This project scares me because it helps foster a bad practice -- keeping secrets in a repo. You really shouldn't be keeping secrets in the repo.
You should be using a secrets service that is designed for such a purpose, like Hashicorp's Vault[0], so that you never have to keep a secret in the code.
Storing secrets in a repository with non-secrets is bad, because access is pre-repo, and it would hurt your ability to limit secret access to the smallest possible audience.
Access is per-repo, so if you have enough secrets and disparate interested parties, the number of required repos could make a dedicated alternative far more manageable.
Agree, also check out credstash[0], a very good and secure solution if you are running on AWS. Credstash is an small utility that encrypt with KMS and store the ciphertext of the datakey and secret on Dynamodb.
I configure my application roles to be able to decrypt with the master key and I restrict what ciphertext they can read from Dynamodb.
It's a bad practice, because git makes keys practically irrevocable. It's not enough to rotate encryption keys, because the old ciphertexts are in the git history; you have to rotate the underlying secrets as well (people don't do this and shouldn't have to).
Don't store encrypted secrets in git if you can avoid it.
No, this forces you to rotate your secrets because you don't get to pretend that losing access to the repo means losing access to the secrets. While dynamic secrets are best, static secrets (like API keys) should be stored in version control.
When someone has unintended access to secrets (for example, the developer you just fired), you need to rotate both the key and secrets to have any semblance of security. Ideally you use deterministic encryption to create the secrets too.
We agree that if you store secrets in a repo, any time you change the encryption key, you have to go and purge the underlying secrets. We disagree that this is intuitive or that shops do this reliably.
We should be able to agree that not storing secrets in your repo dodges all these problems nicely.
Well, I disagree. It doesn't matter where you store them, repo or not: even if they're not in a "repo", they're stored somewhere, and when you revoke access from someone to that somewhere, you still have the same problem: the party that you're revoking access from had access at one point. For all you know, they copied the secret while they had access. You can't "revoke" information from someone's mind: you MUST rotate the secret to accomplish that.
If anything, I like the git repo idea b/c — presuming that the repository stores a history of who had access to what, when — it removes the question of whether you need to rotate a secret. You can look at the history, and if the secret didn't get rotated when access was removed or at some time afterwards, you know you're not secure.

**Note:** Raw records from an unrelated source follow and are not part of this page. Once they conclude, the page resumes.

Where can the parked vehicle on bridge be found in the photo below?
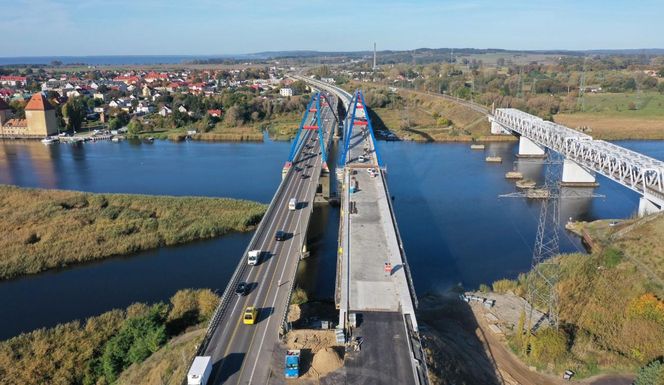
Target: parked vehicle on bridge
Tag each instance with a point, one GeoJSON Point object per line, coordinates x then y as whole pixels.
{"type": "Point", "coordinates": [253, 257]}
{"type": "Point", "coordinates": [292, 368]}
{"type": "Point", "coordinates": [241, 289]}
{"type": "Point", "coordinates": [250, 315]}
{"type": "Point", "coordinates": [200, 371]}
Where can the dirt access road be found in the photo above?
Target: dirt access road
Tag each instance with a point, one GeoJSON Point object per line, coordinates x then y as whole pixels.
{"type": "Point", "coordinates": [460, 345]}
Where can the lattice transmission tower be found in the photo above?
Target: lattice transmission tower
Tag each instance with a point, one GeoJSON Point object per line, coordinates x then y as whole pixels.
{"type": "Point", "coordinates": [541, 284]}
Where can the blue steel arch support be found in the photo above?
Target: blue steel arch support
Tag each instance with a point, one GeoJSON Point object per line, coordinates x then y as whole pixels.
{"type": "Point", "coordinates": [373, 138]}
{"type": "Point", "coordinates": [296, 142]}
{"type": "Point", "coordinates": [321, 139]}
{"type": "Point", "coordinates": [349, 131]}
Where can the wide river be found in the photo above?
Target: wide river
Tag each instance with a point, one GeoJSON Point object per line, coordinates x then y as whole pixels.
{"type": "Point", "coordinates": [455, 227]}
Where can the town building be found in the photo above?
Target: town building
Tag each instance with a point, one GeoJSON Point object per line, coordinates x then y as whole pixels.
{"type": "Point", "coordinates": [40, 120]}
{"type": "Point", "coordinates": [286, 92]}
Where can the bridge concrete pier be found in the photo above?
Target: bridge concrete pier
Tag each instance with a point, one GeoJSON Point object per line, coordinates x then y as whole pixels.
{"type": "Point", "coordinates": [575, 175]}
{"type": "Point", "coordinates": [497, 128]}
{"type": "Point", "coordinates": [530, 149]}
{"type": "Point", "coordinates": [324, 187]}
{"type": "Point", "coordinates": [647, 207]}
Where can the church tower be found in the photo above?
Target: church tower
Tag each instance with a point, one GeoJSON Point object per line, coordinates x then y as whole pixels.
{"type": "Point", "coordinates": [4, 112]}
{"type": "Point", "coordinates": [40, 116]}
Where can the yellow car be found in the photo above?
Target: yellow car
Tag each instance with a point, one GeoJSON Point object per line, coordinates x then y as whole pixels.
{"type": "Point", "coordinates": [250, 315]}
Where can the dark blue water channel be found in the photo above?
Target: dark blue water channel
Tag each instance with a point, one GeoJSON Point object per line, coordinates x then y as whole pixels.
{"type": "Point", "coordinates": [455, 227]}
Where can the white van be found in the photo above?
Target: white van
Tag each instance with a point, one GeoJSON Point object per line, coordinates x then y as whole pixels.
{"type": "Point", "coordinates": [253, 257]}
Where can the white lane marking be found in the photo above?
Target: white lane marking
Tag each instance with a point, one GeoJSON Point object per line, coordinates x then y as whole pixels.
{"type": "Point", "coordinates": [276, 293]}
{"type": "Point", "coordinates": [276, 216]}
{"type": "Point", "coordinates": [287, 217]}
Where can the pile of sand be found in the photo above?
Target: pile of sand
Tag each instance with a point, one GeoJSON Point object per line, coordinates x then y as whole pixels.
{"type": "Point", "coordinates": [294, 313]}
{"type": "Point", "coordinates": [325, 361]}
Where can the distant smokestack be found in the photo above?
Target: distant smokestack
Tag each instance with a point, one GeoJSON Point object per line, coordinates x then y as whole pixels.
{"type": "Point", "coordinates": [375, 56]}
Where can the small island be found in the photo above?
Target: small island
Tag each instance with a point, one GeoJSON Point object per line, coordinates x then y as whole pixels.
{"type": "Point", "coordinates": [47, 229]}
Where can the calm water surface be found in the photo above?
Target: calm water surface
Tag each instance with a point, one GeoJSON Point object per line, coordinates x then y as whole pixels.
{"type": "Point", "coordinates": [455, 227]}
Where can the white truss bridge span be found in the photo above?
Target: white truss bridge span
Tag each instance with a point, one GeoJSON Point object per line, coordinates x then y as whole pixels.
{"type": "Point", "coordinates": [638, 172]}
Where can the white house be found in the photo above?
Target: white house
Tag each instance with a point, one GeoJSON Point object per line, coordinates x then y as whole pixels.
{"type": "Point", "coordinates": [165, 111]}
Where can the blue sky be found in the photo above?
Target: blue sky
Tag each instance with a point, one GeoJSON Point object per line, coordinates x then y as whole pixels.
{"type": "Point", "coordinates": [147, 27]}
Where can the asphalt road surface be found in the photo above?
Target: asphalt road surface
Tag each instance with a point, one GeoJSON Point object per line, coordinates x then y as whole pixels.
{"type": "Point", "coordinates": [241, 354]}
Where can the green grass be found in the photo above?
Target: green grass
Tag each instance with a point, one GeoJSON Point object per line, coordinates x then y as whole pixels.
{"type": "Point", "coordinates": [46, 229]}
{"type": "Point", "coordinates": [610, 303]}
{"type": "Point", "coordinates": [647, 104]}
{"type": "Point", "coordinates": [76, 352]}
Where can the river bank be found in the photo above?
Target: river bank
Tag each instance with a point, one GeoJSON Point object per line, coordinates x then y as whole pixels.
{"type": "Point", "coordinates": [461, 347]}
{"type": "Point", "coordinates": [97, 350]}
{"type": "Point", "coordinates": [46, 229]}
{"type": "Point", "coordinates": [611, 316]}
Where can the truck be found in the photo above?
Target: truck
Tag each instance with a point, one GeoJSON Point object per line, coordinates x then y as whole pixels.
{"type": "Point", "coordinates": [200, 371]}
{"type": "Point", "coordinates": [253, 256]}
{"type": "Point", "coordinates": [292, 361]}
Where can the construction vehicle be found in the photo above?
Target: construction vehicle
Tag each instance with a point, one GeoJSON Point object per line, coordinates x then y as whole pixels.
{"type": "Point", "coordinates": [292, 361]}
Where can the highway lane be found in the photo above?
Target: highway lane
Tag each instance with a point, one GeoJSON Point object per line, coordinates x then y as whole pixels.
{"type": "Point", "coordinates": [242, 353]}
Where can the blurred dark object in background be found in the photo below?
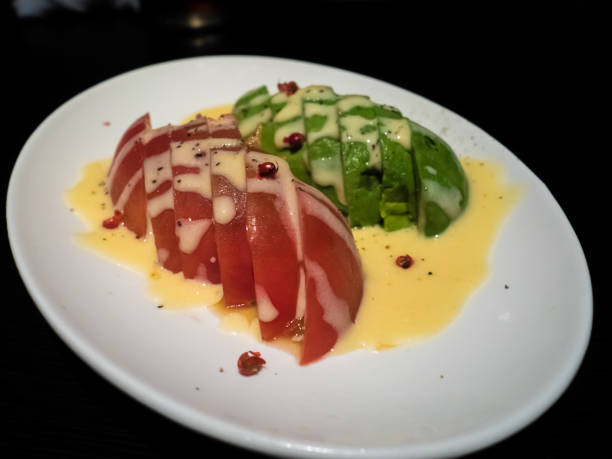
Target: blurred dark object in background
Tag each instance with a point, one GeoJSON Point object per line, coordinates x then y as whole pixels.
{"type": "Point", "coordinates": [40, 8]}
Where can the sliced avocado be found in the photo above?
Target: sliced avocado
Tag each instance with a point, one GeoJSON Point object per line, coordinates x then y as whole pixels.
{"type": "Point", "coordinates": [252, 109]}
{"type": "Point", "coordinates": [323, 138]}
{"type": "Point", "coordinates": [278, 102]}
{"type": "Point", "coordinates": [443, 185]}
{"type": "Point", "coordinates": [398, 204]}
{"type": "Point", "coordinates": [288, 120]}
{"type": "Point", "coordinates": [361, 157]}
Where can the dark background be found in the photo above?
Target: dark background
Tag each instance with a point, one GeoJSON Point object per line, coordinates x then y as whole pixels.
{"type": "Point", "coordinates": [528, 77]}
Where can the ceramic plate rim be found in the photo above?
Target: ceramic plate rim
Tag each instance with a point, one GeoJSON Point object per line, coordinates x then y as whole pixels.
{"type": "Point", "coordinates": [224, 430]}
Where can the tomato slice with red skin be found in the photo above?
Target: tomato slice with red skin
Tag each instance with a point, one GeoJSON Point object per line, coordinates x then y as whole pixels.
{"type": "Point", "coordinates": [228, 178]}
{"type": "Point", "coordinates": [157, 169]}
{"type": "Point", "coordinates": [273, 236]}
{"type": "Point", "coordinates": [334, 277]}
{"type": "Point", "coordinates": [125, 181]}
{"type": "Point", "coordinates": [192, 201]}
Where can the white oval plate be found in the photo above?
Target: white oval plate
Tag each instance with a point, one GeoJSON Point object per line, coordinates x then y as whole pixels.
{"type": "Point", "coordinates": [505, 360]}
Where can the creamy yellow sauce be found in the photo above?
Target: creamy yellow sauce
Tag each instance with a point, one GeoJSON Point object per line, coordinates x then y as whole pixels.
{"type": "Point", "coordinates": [399, 305]}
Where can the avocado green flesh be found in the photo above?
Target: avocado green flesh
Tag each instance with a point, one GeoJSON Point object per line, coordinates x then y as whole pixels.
{"type": "Point", "coordinates": [252, 109]}
{"type": "Point", "coordinates": [443, 185]}
{"type": "Point", "coordinates": [375, 165]}
{"type": "Point", "coordinates": [323, 138]}
{"type": "Point", "coordinates": [398, 206]}
{"type": "Point", "coordinates": [361, 172]}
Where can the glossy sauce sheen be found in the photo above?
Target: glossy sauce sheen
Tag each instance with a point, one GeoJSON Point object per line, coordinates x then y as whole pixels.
{"type": "Point", "coordinates": [399, 305]}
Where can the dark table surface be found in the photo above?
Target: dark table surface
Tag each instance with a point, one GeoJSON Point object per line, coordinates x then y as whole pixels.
{"type": "Point", "coordinates": [524, 76]}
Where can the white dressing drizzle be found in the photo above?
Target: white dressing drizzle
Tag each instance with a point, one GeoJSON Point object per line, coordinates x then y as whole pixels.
{"type": "Point", "coordinates": [224, 209]}
{"type": "Point", "coordinates": [335, 310]}
{"type": "Point", "coordinates": [265, 309]}
{"type": "Point", "coordinates": [190, 233]}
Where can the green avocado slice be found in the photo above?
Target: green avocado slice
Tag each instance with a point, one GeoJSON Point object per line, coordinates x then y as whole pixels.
{"type": "Point", "coordinates": [362, 159]}
{"type": "Point", "coordinates": [323, 138]}
{"type": "Point", "coordinates": [252, 109]}
{"type": "Point", "coordinates": [398, 203]}
{"type": "Point", "coordinates": [443, 185]}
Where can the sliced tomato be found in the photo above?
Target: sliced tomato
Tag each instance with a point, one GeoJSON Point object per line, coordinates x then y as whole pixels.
{"type": "Point", "coordinates": [274, 239]}
{"type": "Point", "coordinates": [125, 177]}
{"type": "Point", "coordinates": [228, 178]}
{"type": "Point", "coordinates": [193, 201]}
{"type": "Point", "coordinates": [334, 277]}
{"type": "Point", "coordinates": [157, 169]}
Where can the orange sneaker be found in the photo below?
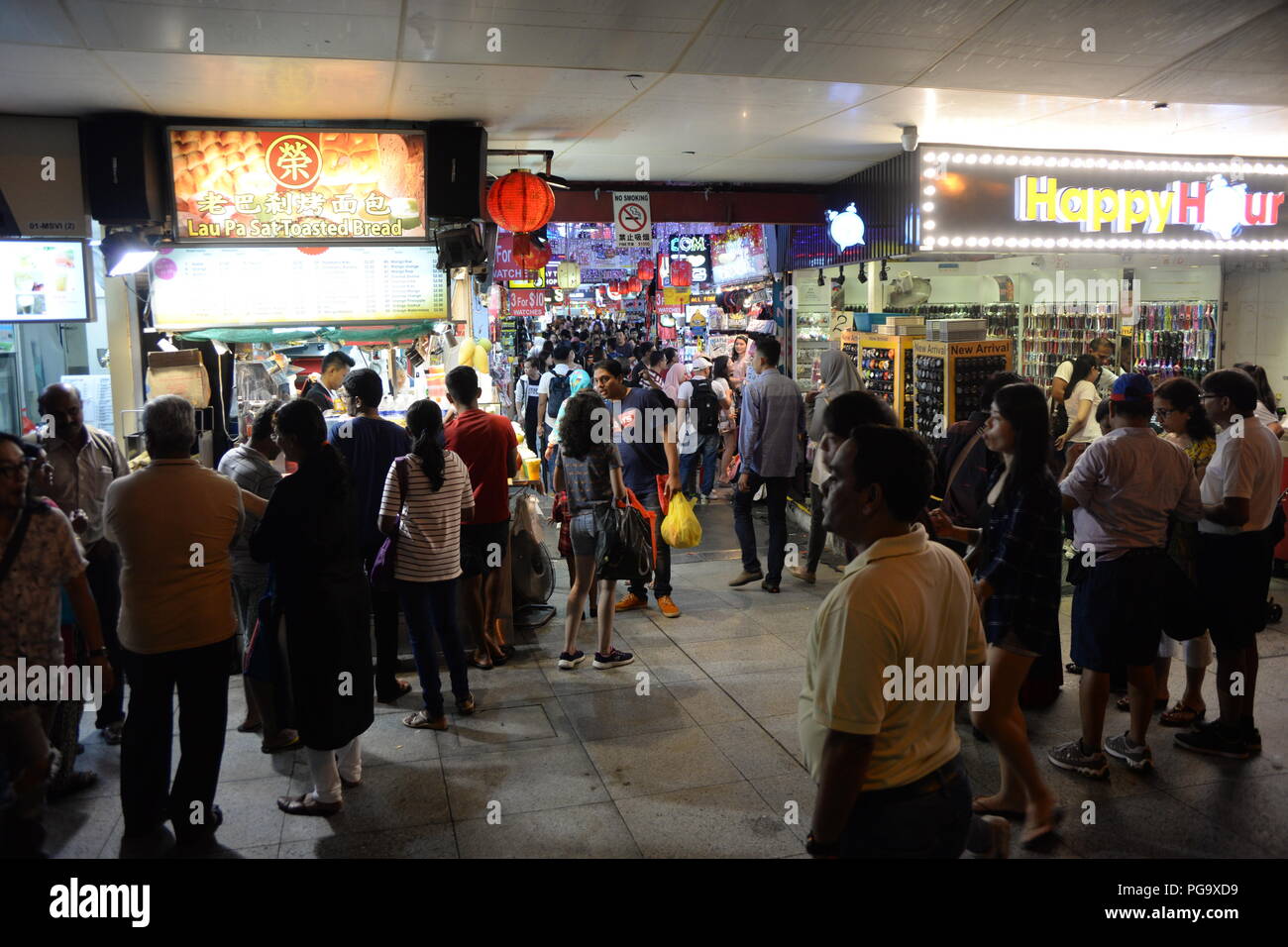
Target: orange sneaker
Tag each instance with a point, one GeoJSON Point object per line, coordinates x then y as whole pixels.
{"type": "Point", "coordinates": [631, 602]}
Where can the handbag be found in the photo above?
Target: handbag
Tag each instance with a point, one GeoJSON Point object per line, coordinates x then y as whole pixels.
{"type": "Point", "coordinates": [386, 560]}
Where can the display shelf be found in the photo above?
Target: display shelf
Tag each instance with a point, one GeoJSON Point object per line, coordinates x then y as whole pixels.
{"type": "Point", "coordinates": [949, 376]}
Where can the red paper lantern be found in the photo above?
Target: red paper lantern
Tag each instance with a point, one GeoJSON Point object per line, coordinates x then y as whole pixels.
{"type": "Point", "coordinates": [520, 202]}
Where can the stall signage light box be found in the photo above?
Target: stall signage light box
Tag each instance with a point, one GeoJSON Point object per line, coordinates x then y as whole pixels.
{"type": "Point", "coordinates": [980, 198]}
{"type": "Point", "coordinates": [44, 281]}
{"type": "Point", "coordinates": [215, 287]}
{"type": "Point", "coordinates": [297, 184]}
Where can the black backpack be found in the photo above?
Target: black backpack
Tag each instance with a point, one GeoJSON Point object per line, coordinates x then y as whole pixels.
{"type": "Point", "coordinates": [561, 388]}
{"type": "Point", "coordinates": [706, 406]}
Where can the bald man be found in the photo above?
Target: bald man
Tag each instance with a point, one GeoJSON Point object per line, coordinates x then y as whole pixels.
{"type": "Point", "coordinates": [85, 460]}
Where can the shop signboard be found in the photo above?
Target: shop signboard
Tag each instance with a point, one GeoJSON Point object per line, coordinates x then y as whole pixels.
{"type": "Point", "coordinates": [281, 184]}
{"type": "Point", "coordinates": [632, 221]}
{"type": "Point", "coordinates": [973, 198]}
{"type": "Point", "coordinates": [206, 287]}
{"type": "Point", "coordinates": [738, 254]}
{"type": "Point", "coordinates": [527, 303]}
{"type": "Point", "coordinates": [42, 188]}
{"type": "Point", "coordinates": [43, 281]}
{"type": "Point", "coordinates": [695, 248]}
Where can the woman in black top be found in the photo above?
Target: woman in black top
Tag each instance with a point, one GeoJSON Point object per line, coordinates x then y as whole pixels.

Compare that to say, a random file somewhere, say on a deployment node in deployment code, or alongside that code so as to keep it out of a repo, that just keeps the latest copy of the secrets, where one doesn't know when access was revoked. Do the keys need rotation?
If you use a purpose built storage though then you can deny access to the actual keys to just about everyone, so if a developer leaves then they won't have the keys, and if they do you'll know because it will have a built in audit trail. And in many cases you never have to release the key from the purpose built store because it takes in crypto text and gives out plain text without ever revealing the key to the user.
They'll have their own key, which will be revoked from the store, and they might have a single key that machines use to access the store. You should be rotating that machine key all the time anyway, so rotating once more when a dev leaves isn't a big deal. It's also much easier than rotating all of your actual keys, which in many cases is generated by a third party that may make such a thing very hard.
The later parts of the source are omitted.